Life is Edit. #010 ~仏像に想い焦がれて~

島田 明|Life is Edit.

#010 仏像に想い焦がれて

ひとりのヒトとの出会いによって紡がれ、生まれるあたらしい“なにか”。
ひとつのモノによって惹きつけられ、生まれるあたらしい“なにか”。
編集者とは、まさにそんな“出会い”をつくるのが仕事。
そして人生とは、まさに編集そのもの。
──編集者、島田 明が、出会ったヒトやモノ、コトの感動を紹介します。

文と写真=島田 明

今回は、中学時代にハマって以来、わたしの心の奥底にずっと沈澱しつづけ、ときにフワっと浮き上がってくる存在。
そんなわたしをカタチづくる大事なパーツ”仏像”という存在を、古都・奈良と京都の旅を通じてお伝えします。

わたしの守護霊は”修行僧”!?

15年ほど前、当時所属していたメンズクラブ編集部では、私をふくめたスタッフ数人があつまって、お金を出しあい、福島に住むある有名なチャネラーの方に東京で視てもらう、という風変りな会が年に2回ほどありました。かくいう私も視ていただいたのですが、その方が私を見るなりの第一声が「あなたの守護霊は”修行僧”です」。
いまだに無宗教であるわたしですが、そのときは、なぜか言いあてられたようで、ビックリしました。だって、わたしのなかに思い当たる節がいくつもあったから(笑)。
いや、本当なんです。そう、思い当たる節のいくつか、その前兆は、多感な中学時代にさかのぼります……。

中学時代、13歳の秋。関東圏ではお決まりの修学旅行、といえば京都奈良への旅。ほとんど旅の夜の逸脱した素行の記憶しかない、そんなノーテンキな御一行のひとりであった私は、とあるお寺で、ある意味で運命的な出会いをします。それはそれはビビッ!ときた出会い……。

そのひとつが東大寺・戒壇院に祭られている仏像・廣目天との出会い。
そして、もうひとつが京都・大徳寺大仙院の高僧・尾関宗園和尚、その人との出会いでした。

シンクロする”廣目天”という存在

まずは「廣目天」を語る前に基本的な説明を。廣目天とは、仏法の守護神、つまりは仏の住む世界を支える須弥山(しゅみせん)の四方向を護るガードマン役。東に持国天、南に増長天、北に多聞天、そして西に廣目天が基本の守備体系。で、わたしがビビッ!ときたのが「廣目天」、東大寺にいられる戒壇院の仏像でした。ここでは他の四天王が武器をもってキッと睨みをきかせているのに対し、廣目天だけはおひとりだけ無防備、で毛筆と巻物のみで武装なさっている(まさにペンは剣より強し!)。
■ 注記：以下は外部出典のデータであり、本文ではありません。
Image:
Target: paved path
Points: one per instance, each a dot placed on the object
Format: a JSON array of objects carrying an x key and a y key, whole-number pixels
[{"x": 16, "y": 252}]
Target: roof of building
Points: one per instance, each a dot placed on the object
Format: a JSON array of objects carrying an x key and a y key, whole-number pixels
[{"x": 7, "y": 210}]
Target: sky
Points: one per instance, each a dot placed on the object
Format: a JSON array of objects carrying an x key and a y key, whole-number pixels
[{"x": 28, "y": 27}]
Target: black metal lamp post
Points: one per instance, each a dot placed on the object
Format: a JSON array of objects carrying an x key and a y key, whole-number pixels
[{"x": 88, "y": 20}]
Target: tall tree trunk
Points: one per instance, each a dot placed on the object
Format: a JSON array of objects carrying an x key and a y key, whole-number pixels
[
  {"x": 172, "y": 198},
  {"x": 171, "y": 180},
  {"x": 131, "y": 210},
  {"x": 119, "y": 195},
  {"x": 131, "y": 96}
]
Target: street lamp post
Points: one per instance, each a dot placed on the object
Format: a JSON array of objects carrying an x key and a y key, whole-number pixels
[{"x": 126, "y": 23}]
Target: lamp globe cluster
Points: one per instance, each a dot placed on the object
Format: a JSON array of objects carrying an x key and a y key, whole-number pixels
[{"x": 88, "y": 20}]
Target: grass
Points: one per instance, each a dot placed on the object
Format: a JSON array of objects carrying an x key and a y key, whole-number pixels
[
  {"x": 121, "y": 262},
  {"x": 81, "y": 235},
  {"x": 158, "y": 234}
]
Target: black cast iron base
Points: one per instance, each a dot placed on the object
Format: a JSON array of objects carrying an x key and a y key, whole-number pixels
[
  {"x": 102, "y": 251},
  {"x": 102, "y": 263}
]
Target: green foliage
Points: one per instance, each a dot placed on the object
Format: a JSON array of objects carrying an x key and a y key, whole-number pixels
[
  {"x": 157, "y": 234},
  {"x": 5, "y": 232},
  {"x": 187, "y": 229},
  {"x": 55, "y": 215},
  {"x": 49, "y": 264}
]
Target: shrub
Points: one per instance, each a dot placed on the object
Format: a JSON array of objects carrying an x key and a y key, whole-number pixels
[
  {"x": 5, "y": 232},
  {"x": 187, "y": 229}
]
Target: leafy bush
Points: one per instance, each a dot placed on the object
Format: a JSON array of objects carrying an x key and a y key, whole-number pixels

そして、御顔は叡智あふれ、才気に走ってクールに決め!しかも、ここ戒壇院の四天王は、ガラスケースやかしこまったフェンスに囲われることなく、間近で見られる状況設定! いわんやイガグリ坊主のわたしはできるかぎり接近を試み、「まるで息をしているみたいだ!」と、ひとり恍惚&興奮状態(笑)。決してひろくない戒壇院のお堂のなか、しばし廣目天と対峙してたら自然とシンクロしてゆき…、そんな貴重な体験をした13歳の秋でありました。

左/東大寺大仏殿の横にありながら、喧噪からはなれた、まさに隠れ家的存在なのが戒壇院。ちかくには幼稚園もあって、時たま聞こえる子供の歓声に、ここは天国!?と思ったり。 右/撮影禁止なので、買った絵葉書で、そのお姿を。ほんといまにも動き出しそうで、息をしているみたいな廣目天像。天平時代に作られ、勿論国宝。まさに感動のお姿です。

それ以来、かれこれ20回、この「廣目天」に会いに、このお寺を訪ねました。そのなかで偶然とは思えない、どこか奇妙な(でもなにか納得?の)出来事がありました。

たとえば……ある夏の炎天下にここを訪れた際、ひと気のない戒壇院の軒下で涼んで寝転がっていたらトカゲ2匹が僕を囲むように出てきて、じっとしていたり。またある春の日、突然の雨に、同じ軒先で雨宿りをしていたら、突然パッと日がさして一条の光がわたしの前に差し込んだり。はたまた冬の無風の静かな日には、1本の椿の花が風もないのに、わたしの眼前でポトリと落ちたり。そうそう、奈良に滞在していたのに、時間がなかったので廣目天に会わずに帰ろうとしたら、その前の晩、わたしの夢枕に廣目天が立って「なんで奈良にいるのに、わたしに会いにこないのだ?」と告げていった、ってことも(むろん、翌日の朝にちゃんと会いにいきました)。どうです、何かがあるんです、きっと(笑)。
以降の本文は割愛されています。